We were crying out for goals all of last season and what does Sousa do? He sends Stephen Dobbie, our only natural goalscorer, to a Championship rival for the remainder of the season under terms where he can’t be recalled. Simply astounding.
I did stop short of starting a fiercely vociferous Sousa Out campaign last season but, for me, the writing was on the wall and we were never going to go anywhere with the Portuguese clown. We couldn’t afford to sack him so the best thing that could have possibly happened to us in the summer was if he was poached by another club with an obviously clueless chairman. Huw Jenkins must have thought it was Christmas Day, his birthday and Beaujolais Day all rolled into one when Take Me To The Vetch Field sang out from his Blackberry during the summer and Milan Mandaric was suddenly on the phone. Fantastic.
Then came the job of replacing the failed Portuguese.
Contrary to some reports, colourful Landore FC owner and popular Clydach tycoon Tony “the Nak” Nakonecznyj wasn’t approached though there were dozens of fanciful names being thrown about at the time. The likes of John Hartson and John Toshack were obvious non-starters and although Gus Poyet or Gary Speed were realistic targets their respective clubs were never going to let them go. Then Paul Tisdale (as always) and some Scottish feller were mentioned before Brendan Rodgers eventually stepped forward as the front runner.

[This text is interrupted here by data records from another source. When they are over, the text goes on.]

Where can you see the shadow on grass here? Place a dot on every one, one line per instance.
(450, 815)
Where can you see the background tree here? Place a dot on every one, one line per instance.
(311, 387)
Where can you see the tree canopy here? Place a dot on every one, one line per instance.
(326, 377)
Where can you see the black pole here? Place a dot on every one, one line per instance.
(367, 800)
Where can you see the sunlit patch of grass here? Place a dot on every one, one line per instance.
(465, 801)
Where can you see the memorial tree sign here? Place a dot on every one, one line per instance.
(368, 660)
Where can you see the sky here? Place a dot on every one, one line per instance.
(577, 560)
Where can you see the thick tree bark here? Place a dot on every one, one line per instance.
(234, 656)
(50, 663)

At the time of writing we have now won our two home league matches and lost both away games. I have only seen the 1-0 win against Burnley but saw more than enough to convince me that Rodgers’ appointment has been shrewd at least and a masterstroke at best. He may not have been the board’s first, second or third choice but he has proved to be the best man for the job. Also, what a refreshing change to actually understand a Swans manager. Seriously, was it me or were Sousa’s interviews completely baffling? He made Eric Cantona’s infamous seagulls & trawler speech seem perfectly understandable. Rodgers is articulate, intelligent and polished, an all-round decent bloke. He has been an absolute breath of fresh air at the club and we are suddenly moving in the right direction.

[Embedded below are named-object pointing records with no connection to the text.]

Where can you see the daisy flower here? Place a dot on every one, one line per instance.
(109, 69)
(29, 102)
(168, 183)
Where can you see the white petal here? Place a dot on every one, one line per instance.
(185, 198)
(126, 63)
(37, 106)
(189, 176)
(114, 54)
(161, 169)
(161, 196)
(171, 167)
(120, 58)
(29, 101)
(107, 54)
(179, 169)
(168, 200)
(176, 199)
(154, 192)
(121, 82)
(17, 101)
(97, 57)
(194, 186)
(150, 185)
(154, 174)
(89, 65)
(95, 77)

“Buck” has already proved he has some great contacts in the game and the capture of Scott Sinclair has been a real coup as the lad seems a snip at £500K (or even at £1M). All eyes will inevitably be on Cardiff’s very own Craig Bellamy on November 7th but I have a feeling that Scotty could have a big say on the outcome of the next big derby game. The only piece of Rodgers’ jigsaw that is glaringly missing at the moment is a 20 goal targetman and although I’d prefer someone like Roque Santa Cruz I’d be happy with big Frankie Noublé, despite the fact that he’s never scored a league goal. The lad is a real handful and I reckon would plunder no end of goals at this level with the supply he would be receiving from Scotty, Nathan Dyer, David Cotterill, etc.
I understand that a deal to bring Arsenal starlet Henri Lansbury to the Liberty is also very much alive though I’m a little confused at this one. When Premier League managers allow to deals like this there is usually an agreement for the player to start most games at the club he is loaned to. Now, unless Darren Pratley is leaving within the emergency loan window I can’t see where young Henri will fit into the team, unless Rodgers plans to rotate (as his predecessor did), which I can’t see. Interesting one. Regarding Kemy Agustien, my contacts who went on the Dutch tour inform me he’s absolute quality and if this is true then I agree that he should be snapped up as soon as possible.
So, after suffering the boring football, negative tactics, constant rotation, list of excuses and cryptic press conferences of last season we can all look forward to flowing football, refreshing optimism, a settled side, loads of goals and intelligent post-match reason sweeping through our club.
Indeed, a most welcome breath of fresh air.